Apre le danze Poli, poi Gilardino nel primo tempo. Nella ripresa replica di Pirlo su splendida punizione e Aquilani. Bene Balotelli entrato nel secondo tempo che ha colpito un palo e una traversa


Senza El Sharaaway, Balotelli e Osvaldo, a Bologna l’Italia di Prandelli si affida in avanti ad un trio inedito formato da Diamanti, Gilardino e Bonaventura per un 4-3-3 che non ha difficoltà nell’imporsi sul morbido San Marino. Anche se il risultato si sblocca solamente dopo 25 minuti di gioco, il test-match azzurro dà tutto sommato buone sensazioni. Soprattutto in vista della sfida più importante del prossimo 7 giugno quando l’Italia sfiderà la Repubblica Ceca, sfida valida per le qualificazioni ai Mondiali 2014. Voglia, intesa, ordine in campo sono stati gli elementi migliori con spazio nella ripresa alla solita girandola di cambi e di sostituzioni.

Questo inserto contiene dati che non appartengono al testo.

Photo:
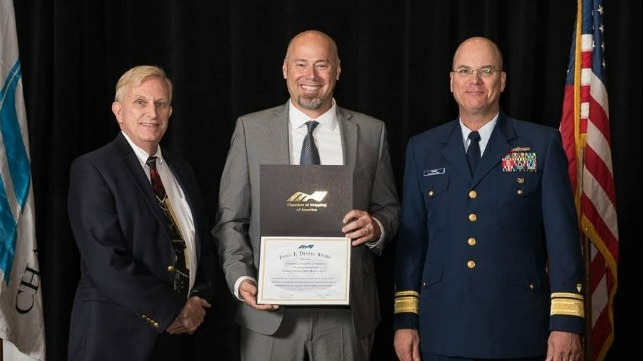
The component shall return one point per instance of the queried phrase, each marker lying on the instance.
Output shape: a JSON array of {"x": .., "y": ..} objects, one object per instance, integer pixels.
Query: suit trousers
[{"x": 308, "y": 334}]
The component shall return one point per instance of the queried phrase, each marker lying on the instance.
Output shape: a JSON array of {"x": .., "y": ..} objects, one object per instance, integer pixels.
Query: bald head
[
  {"x": 317, "y": 38},
  {"x": 478, "y": 45}
]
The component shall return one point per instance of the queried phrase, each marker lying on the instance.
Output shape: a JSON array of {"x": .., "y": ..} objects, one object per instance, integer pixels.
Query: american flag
[{"x": 586, "y": 139}]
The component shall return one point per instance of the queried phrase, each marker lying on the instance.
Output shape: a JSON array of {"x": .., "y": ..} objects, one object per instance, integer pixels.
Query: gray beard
[{"x": 310, "y": 103}]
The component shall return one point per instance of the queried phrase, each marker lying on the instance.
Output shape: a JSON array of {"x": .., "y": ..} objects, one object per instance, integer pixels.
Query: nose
[{"x": 151, "y": 110}]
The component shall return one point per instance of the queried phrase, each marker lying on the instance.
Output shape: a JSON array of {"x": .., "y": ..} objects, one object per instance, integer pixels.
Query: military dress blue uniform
[{"x": 488, "y": 263}]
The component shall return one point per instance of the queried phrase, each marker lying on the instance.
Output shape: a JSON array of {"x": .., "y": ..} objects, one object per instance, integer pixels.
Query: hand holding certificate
[{"x": 305, "y": 258}]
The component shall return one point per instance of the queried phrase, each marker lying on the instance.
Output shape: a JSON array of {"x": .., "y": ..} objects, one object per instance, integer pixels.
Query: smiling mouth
[{"x": 310, "y": 88}]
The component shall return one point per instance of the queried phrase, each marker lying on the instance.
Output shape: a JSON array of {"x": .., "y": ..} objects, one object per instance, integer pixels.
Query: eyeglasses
[{"x": 484, "y": 72}]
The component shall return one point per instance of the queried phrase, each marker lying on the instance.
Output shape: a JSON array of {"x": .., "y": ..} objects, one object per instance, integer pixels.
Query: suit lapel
[
  {"x": 453, "y": 150},
  {"x": 275, "y": 135},
  {"x": 348, "y": 131},
  {"x": 497, "y": 147},
  {"x": 132, "y": 166}
]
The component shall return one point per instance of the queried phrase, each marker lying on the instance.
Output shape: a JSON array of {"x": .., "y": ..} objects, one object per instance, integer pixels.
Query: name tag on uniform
[{"x": 430, "y": 172}]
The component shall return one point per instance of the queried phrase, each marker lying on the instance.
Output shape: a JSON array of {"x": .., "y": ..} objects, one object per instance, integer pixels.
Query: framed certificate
[
  {"x": 304, "y": 258},
  {"x": 304, "y": 271}
]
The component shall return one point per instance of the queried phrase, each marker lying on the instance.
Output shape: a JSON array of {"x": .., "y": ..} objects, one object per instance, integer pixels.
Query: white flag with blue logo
[{"x": 21, "y": 313}]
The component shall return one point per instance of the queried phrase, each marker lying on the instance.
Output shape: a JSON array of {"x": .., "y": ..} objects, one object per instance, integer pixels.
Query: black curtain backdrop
[{"x": 225, "y": 59}]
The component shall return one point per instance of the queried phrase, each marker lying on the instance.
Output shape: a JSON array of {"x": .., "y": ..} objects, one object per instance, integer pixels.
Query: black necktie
[
  {"x": 473, "y": 152},
  {"x": 181, "y": 271},
  {"x": 309, "y": 152}
]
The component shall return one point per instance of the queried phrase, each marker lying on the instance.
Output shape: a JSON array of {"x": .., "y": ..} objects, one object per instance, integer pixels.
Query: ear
[{"x": 116, "y": 109}]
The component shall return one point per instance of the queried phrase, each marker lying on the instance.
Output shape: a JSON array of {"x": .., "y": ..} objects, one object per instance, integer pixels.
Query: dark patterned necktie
[
  {"x": 309, "y": 152},
  {"x": 473, "y": 152},
  {"x": 181, "y": 271}
]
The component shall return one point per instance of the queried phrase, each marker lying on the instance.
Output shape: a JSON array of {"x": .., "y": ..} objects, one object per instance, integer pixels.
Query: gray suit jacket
[{"x": 262, "y": 138}]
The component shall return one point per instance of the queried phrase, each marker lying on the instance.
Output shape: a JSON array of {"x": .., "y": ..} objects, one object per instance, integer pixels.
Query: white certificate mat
[{"x": 304, "y": 271}]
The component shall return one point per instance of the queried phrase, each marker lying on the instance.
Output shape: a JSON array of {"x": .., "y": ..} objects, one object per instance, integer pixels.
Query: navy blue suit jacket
[
  {"x": 125, "y": 297},
  {"x": 488, "y": 255}
]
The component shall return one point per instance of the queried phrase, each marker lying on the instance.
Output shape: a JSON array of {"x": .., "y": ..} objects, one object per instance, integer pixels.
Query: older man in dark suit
[{"x": 147, "y": 257}]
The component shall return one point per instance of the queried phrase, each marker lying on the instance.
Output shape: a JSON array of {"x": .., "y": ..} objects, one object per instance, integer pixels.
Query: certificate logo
[{"x": 303, "y": 202}]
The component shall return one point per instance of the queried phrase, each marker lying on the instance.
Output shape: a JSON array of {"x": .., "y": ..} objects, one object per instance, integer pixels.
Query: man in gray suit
[{"x": 274, "y": 136}]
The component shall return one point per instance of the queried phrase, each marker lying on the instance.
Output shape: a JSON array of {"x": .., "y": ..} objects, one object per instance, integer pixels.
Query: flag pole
[{"x": 586, "y": 248}]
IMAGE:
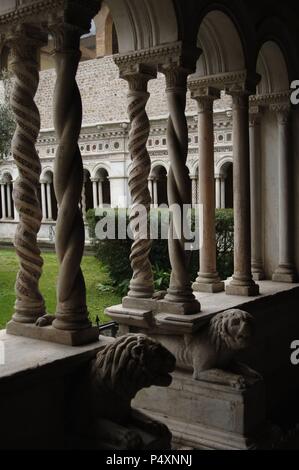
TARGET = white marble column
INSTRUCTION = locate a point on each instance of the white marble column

Al 15′ il primo brivido azzurro con i gol annullato a Maggio, nettamente in fuorigioco. Replica qualche minuto dopo al 23′ con ancora un gol annullato sempre per fuorigioco, stavolta a Gilardino. Giustissima anche questa chiamata. Sono le prove generali prima della rete del momentaneo 1-0. Al 28′ è Poli a rompere gli equilibri, con il centrocampista della Sampdoria che entra in area e di destro fa passare il pallone tra le gambe di Simoncini.
Nemmeno il tempo di guardare il tabellone che arriva il raddoppio, da parte di Alberto Gilardino al 34′: l’attaccante del Bologna prima manda in porta Aquilani, poi ribadisce in gol la respinta di Simoncini sul giocatore viola e raddoppia per l’Italia.
Tutto facile, anche troppo, ma nella ripresa la concentrazione azzurra non cala e questo è uno dei meriti del Ct Prandelli in panchina sereno e attento che ognuno faccia la propria parte al di là dell’avversario di serata.

Prandelli cambia nei secondi 45 minuti tutto il tridente e dà spazio, oltre a Cerci e Sau, anche a Mario Balotelli che malgrado i problemi alla schiena, disputa una buona parte di gara. Che si risblocca subito, dopo soli 5′ grazie al Professor Pirlo: punizione sopraffina e tris azzurro. Poi un po’ di sana accademia con Balotelli che sfiora il gol in un paio di occasioni (su punizione fa la barba al palo) fino al poker che arriva puntuale su punizione ancora di Pirlo che il portiere di San Marino non trattiene avvantaggiando Aquilani.
Bene così, tutti felici e contenti e con la Rep. Ceca pronti alla replica.